Argumentó Reed que Finlay había utilizado mosquitos que todavía no habían incubado el germen de la enfermedad, por lo cual pidió que los resultados experimentales de éste fueran desechados. De esta manera, los 20 años de trabajo de Finlay y la importancia decisiva que tuvo la identificación por él del agente transmisor fueron relegados a un segundo plano.
Años más tarde, en 1932, quedó demostrado que la velocidad de la incubación del virus por el mosquito depende de la temperatura ambiente, por lo que algunos de los mosquitos empleados por Finlay en sus experimentos sí podían haber incubado el virus de la fiebre amarilla.
Reed se limitó a comprobar de manera rigurosa la teoría del científico cubano, pero en sus cartas se deduce que llegó incluso a convencerse de que él era el autor de la teoría claramente formulada por Finlay 20 años antes, y se refería a ella como “mi teoría”.

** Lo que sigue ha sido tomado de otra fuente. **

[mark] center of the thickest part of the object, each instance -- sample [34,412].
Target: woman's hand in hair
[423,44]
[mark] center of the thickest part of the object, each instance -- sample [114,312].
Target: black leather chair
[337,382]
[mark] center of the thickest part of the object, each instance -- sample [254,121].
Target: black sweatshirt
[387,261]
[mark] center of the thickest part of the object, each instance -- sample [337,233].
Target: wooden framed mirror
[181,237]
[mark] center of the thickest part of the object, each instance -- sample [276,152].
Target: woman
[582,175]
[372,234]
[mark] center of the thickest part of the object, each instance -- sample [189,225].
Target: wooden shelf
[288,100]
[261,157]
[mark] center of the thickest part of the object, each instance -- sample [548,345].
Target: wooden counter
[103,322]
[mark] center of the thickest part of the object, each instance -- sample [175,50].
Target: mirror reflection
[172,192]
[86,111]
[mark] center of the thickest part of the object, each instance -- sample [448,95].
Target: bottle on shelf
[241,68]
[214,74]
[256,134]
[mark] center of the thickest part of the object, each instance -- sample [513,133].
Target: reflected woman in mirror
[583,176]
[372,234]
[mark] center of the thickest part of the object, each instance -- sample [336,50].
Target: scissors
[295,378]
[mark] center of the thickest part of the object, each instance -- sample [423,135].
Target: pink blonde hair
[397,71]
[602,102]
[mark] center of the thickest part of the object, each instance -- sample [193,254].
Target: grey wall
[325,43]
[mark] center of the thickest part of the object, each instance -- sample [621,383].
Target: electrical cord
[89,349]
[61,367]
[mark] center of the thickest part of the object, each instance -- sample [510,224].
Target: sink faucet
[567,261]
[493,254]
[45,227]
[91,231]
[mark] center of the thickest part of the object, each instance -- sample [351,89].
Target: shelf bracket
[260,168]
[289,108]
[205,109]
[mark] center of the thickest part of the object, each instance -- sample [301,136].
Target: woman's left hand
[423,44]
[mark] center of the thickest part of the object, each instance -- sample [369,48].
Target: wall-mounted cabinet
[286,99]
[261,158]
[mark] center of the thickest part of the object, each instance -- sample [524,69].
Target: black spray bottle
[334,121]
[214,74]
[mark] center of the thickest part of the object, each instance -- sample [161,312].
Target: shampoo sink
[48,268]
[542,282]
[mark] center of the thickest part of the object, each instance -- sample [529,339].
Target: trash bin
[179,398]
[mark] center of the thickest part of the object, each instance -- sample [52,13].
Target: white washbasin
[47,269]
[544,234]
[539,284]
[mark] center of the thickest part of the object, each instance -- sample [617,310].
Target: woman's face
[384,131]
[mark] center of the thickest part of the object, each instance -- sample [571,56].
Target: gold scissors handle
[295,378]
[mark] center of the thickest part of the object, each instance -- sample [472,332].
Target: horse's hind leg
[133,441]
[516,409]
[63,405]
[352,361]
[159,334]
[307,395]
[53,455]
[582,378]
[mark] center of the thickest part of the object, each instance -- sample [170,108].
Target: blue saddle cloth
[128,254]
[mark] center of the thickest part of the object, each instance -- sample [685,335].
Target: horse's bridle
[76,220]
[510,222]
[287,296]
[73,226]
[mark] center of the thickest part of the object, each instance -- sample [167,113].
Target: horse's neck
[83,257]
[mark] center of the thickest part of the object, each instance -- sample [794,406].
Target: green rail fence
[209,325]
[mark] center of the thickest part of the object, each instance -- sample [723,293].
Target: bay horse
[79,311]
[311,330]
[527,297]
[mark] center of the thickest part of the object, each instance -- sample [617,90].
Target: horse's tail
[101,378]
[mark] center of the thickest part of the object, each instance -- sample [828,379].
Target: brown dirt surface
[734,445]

En Estados Unidos se elevó a Reed, injustificadamente, al rango de “descubridor de la causa de la fiebre amarilla”, sobre todo después de su fallecimiento en 1902, causado por una peritonitis. Sin embargo, fueron las medidas aplicadas en Cuba y Panamá, basadas en las recomendaciones formuladas por Finlay, las que eliminaron la epidemia, y este éxito resultó ser la demostración de que su autor había tenido razón.